The person behind the keyboard was the woman who plays the piano for the choir. She was playing for the choir anyway, so she just stayed up to play for the service. And I've always been ok with having another keyboard player around - it would be a good thing and could take some pressure off of me. But my reaction to seeing it, when I wasn't expecting it, was pretty funny. I later told the minister and lead guitar player Dave about it. He said "When I saw you, I did the same thing. I thought 'oh no, what is Trish going to think!!???" That made me laugh.
I thought church was going to be overwhelming and weird, but it was pretty ok. I really liked seeing my bandmates and I think they might really have missed me while I've been sick. I came home and played the piano for a while. The piano coda to "Layla" - something about that is very, very healing to play. I taught it to myself 30 years ago but haven't been able to remember all of it. So I went online to find the right chords and it kind of came back into my fingers. But my mind cannot remember it on its own. These days, I need my music. I think I'm ok with that. I saw Diana Krall on the Letterman show and she was using music.
Since I'd paid for it, I decided to watch the rest of the movie. My kids had both gone out with friends, my husband was off to London to see The Who perform Quadrophenia (hey, if I can't travel, then he should go and represent both of us. This is what you call acceptance. It's my birthday present to him.) So why not watch the rest of 'Sarah Marshall". A funny thing happened - around the time of the yoga class scene, I started laughing, and I started liking it. I was still skeptical. But first of all, Russell Brand totally won me over. He was adorable. And I really loved Mila Kunis - I think she's beautiful and liked her character. By the end of the movie, I was rooting for Jason Segal's character. Kind of like "Pineapple Express", I think it was a movie I wasn't sure I was supposed to like, but I did. But then I am sometimes a sucker for the Farrelly brothers/Judd Apatow/Ben Stiller ilk. My gosh, even JONAH HILL make me laugh. His imitation of Russell Brand was hilarious.
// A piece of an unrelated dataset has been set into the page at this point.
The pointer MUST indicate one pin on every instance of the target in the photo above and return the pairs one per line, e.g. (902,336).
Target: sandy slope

Ok, Terry, you're off the hook. I'm sorry I doubted you!! I hope you'll forgive me.
Tomorrow morning is the first senior management meeting at work that I don't think I'm supposed to go to now. It may be the right thing to just work from home. The worst thing is, I still have this shred of hope that something will change.
This particular MS exacerbation has brought with it some really horrible depression. I've resorted to using major doses of caffeine to help lift me out. The work thing is not helping any. I'm feeling a little bitter that for my entire life since a young age, I have had wrestled with recurring depression, and later, recurring MS. What the fuck? I'm working on the acceptance and getting away from the freaking self-pity.
I'd really like to figure something worthwhile I can do for the world, or my little piece of it, with the time I have left.